- Alternative names: Ray Hopkins Senior Center, Mauldin Senior Center
- Etymology: From a previous mayor of Mauldin named Ray W. Hopkins

General information
- Status: Active
- Type: Senior center
- Location: Mauldin, South Carolina, United States, 203 Corn Road, Mauldin SC 29662

Website
- cityofmauldin.org/recreation/seniorprograms

= Ray Hopkins Senior Center =

Ray W. Hopkins Mauldin Senior Center (often referred to as Ray Hopkins Senior Center or Mauldin Senior Center) is a senior center located in Mauldin, South Carolina, United States. Membership at the senior center is exclusively for individuals over the age of 54, but several organizations have used the campus for other purposes.

==History==
The site of the senior center was once part of the Mauldin City Park.

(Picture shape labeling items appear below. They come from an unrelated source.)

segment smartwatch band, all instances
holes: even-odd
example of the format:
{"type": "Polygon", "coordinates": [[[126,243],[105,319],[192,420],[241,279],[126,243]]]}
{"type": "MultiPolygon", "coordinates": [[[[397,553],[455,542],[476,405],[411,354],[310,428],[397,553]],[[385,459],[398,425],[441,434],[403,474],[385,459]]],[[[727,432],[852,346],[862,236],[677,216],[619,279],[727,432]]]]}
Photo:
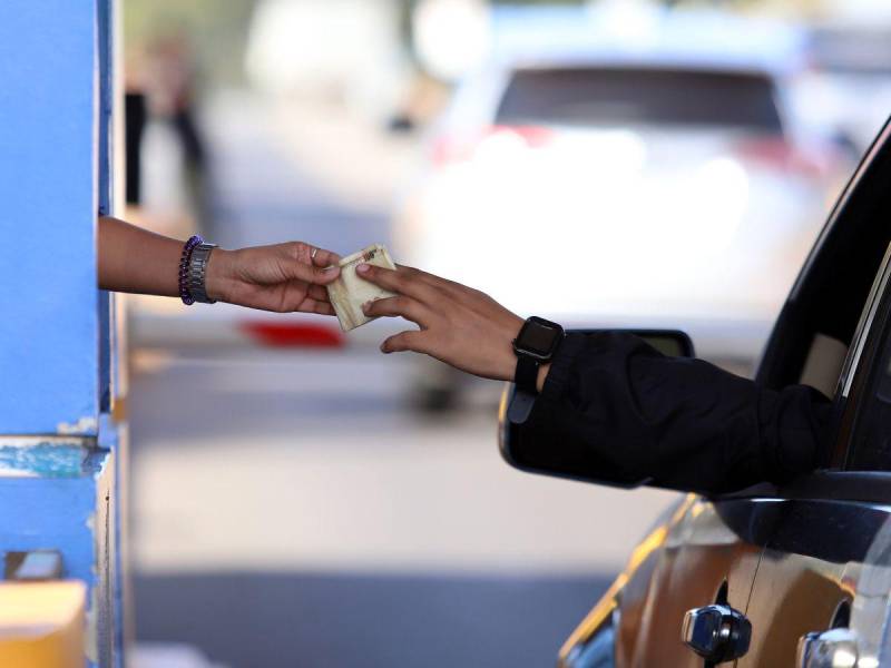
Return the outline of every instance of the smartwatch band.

The size of the city park was reduced by half when the senior center was built and the park is now behind the senior center.

==Membership==
People can only join the senior center if they are at least 55 years old. The senior center has a fitness room on the premises and holds scheduled exercise classes, for members. It also organizes occasional excursions for members.

==Alternative uses==
Freedom Church, located in Greenville, holds services at the senior center every Sunday. These reservations were requested and gained in late 2015. There is also some history of Girl Scout recruitment activities at the senior center. On Election Day, the senior center is one of many polling places in Mauldin.

==Legal issues==
Students of Mauldin High School, which is across the street from the senior center, illegally parking were parking in parking lots surrounding the high school because of the inconvenience of purchasing a parking pass from the school. Many of the students parking illegally were parking at the senior center parking lot. In September 2015, Mauldin's city council ratified a new parking decree which allowed police to more strictly enforce parking codes.